No light at the end of this tunnel

No light at the end of this tunnel

More than 500 families in Uttara Kannada district live in utter darkness

No light at the end of this tunnel

Having six huge reservoirs, the Kali river basin contributes a major share to hydel power production in the State. It would have been safe to presume then that villages around the birthplace of Kali river get adequate power supply. On the contrary, they have not been electrified even to this day.

Situated in the dense forests of Western Ghats, not a single village in Bazarkunang gram panchayat limits in the backward Joida taluk of Uttara Kannada district has the luxury of power supply from the grid. To add to the misery, most even lack proper road connectivity and literally become islands during the rainy season, cutting them off from the rest of the world.

Bazarkunang village is around 80 km from the taluk headquarters. More 500 families live villages under the gram panchayat limits. Even the solar lamps provided by the State government and not-for profit organisations to some of the villages have gone defunct.
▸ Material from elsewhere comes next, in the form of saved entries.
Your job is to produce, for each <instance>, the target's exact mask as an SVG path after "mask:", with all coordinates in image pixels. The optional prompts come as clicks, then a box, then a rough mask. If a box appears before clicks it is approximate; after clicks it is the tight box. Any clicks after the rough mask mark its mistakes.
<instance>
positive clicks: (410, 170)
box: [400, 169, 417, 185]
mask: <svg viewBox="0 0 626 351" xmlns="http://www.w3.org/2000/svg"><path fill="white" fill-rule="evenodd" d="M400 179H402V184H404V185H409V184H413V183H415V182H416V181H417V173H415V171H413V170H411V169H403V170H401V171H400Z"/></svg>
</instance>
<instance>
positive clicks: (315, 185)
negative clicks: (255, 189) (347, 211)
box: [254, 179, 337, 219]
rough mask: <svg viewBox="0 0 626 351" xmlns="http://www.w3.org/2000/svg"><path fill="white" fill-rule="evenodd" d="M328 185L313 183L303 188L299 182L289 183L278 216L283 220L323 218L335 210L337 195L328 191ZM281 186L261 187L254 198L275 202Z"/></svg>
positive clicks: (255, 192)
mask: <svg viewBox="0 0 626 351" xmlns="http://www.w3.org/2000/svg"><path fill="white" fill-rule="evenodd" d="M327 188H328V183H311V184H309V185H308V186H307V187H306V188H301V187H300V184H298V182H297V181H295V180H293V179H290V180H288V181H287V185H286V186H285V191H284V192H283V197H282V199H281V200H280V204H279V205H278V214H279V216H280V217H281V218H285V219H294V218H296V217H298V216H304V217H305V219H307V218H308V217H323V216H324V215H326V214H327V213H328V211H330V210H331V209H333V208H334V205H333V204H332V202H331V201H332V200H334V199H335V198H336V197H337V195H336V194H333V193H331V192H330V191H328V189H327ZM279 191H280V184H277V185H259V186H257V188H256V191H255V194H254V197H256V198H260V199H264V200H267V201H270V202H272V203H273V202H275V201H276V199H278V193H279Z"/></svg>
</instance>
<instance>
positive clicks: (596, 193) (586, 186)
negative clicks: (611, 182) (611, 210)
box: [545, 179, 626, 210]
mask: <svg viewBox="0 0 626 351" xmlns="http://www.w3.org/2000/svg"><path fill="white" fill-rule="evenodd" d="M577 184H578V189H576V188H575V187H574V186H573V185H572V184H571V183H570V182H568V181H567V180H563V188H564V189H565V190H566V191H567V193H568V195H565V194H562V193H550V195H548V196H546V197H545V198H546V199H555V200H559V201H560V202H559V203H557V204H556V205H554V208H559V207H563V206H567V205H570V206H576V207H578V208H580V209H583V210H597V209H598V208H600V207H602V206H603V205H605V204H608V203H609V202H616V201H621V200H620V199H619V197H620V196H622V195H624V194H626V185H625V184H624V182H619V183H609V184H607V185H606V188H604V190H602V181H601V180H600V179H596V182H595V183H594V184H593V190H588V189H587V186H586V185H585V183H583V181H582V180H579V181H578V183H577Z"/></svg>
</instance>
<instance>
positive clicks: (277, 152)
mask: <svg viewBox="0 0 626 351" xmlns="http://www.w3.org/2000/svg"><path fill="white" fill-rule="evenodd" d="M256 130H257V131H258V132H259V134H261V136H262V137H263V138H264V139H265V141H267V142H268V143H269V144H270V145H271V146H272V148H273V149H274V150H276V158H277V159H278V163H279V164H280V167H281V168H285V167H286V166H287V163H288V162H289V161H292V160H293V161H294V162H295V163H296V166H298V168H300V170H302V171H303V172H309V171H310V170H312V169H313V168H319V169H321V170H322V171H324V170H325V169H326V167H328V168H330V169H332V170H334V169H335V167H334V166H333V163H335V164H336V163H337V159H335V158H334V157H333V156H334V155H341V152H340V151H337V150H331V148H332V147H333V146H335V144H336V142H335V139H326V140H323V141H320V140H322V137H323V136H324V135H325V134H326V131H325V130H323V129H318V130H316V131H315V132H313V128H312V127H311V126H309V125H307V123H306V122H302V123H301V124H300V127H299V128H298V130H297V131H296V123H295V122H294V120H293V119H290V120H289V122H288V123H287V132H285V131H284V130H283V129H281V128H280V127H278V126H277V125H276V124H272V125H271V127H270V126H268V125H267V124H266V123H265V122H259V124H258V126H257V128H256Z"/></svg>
Bazarkunang is connected by road to Castle Rock (20 km) but villages like Diggi, Asulli, Karanje and Padshet remain cut-off in the rainy season. In summer, travel to these hamlets is possible by to jeeps.

Situated close to the Goa border, the region is a paradise for nature lovers but the villagers have been deprived of even the most basic facilities. They have to walk 15 km to reach Bazarkunang to catch a halting bus from Castle Rock. To see a doctor, they have to visit Castle Rock or Ramnagar.

Farming main occupation

Agriculture is the main occupation of the people and paddy the major crop. Konkani and Marathi are mostly widely spoken. As the area falls under the Dandeli-Anshi Tiger Reserve, wild animals often damage crops. As a result, many villagers prefer to work in Goa.

At Kindale, a hamlet about three km from Bazarkunang, the lone solar streetlight has become defunct, and kerosene lamp is the only source of light. Like other villages nearby, the road becomes non-motorable when it rains.

Temporary wooden bridges have been erected so that villagers can cross the streams flowing across the bumpy road. While Castle Rock is the nearest town, villagers have to walk to reach the taluk headquarters.

“If someone takes ill, we have to carry them up to Bazarkunang where we can arrange a vehicle,” Arun S Gavade, a resident said. “The authorities say the thick forest is a hurdle in laying electricity lines or in building good roads. We don’t know when our wait for basic facilities would end.”

Nonetheless, the villagers have adjusted themselves to such a lifestyle. They are not worried about walking long distances. Heavy rains do not bother them. They are not afraid of wild animals, leeches or the dense forests. Most people have not even thought of relocating, another resident said.

Bazarkunang has a lower primary school. But students have to stay at hostels in Castle Rock or Ramnagar for further studies.

“Most solar lights installed in our village don’t work. Even the one in the school is defunct. After manganese mines were closed here in the late 1990s, people have started migrating to Goa. They come here only for a couple of months every year,” said Suresh Savanth, a resident of Bazarkunang.


Of around 3,800 families of forest dwellers in the Dandeli-Anshi Tiger Reserve (DATR), only 580 have volunteered for evacuation. The DATR has urged the Union government to provide Rs 50 crore for the purpose.

DATR Director B B Mallesha told Deccan Herald that no forest dwellers would be evacuated forcibly. People from small villages would be evacuated first.

“Each family would get Rs 10 lakh as compensation when the Centre releases the funds. As Uttara Kannada district has 80 per cent of forest cover, revenue land is hardly available. If the forest dwellers have to be relocated, the State government should provide land,” he said. The government would decide on developing roads and supplying power to the villages inside the forest, Mallesha  added.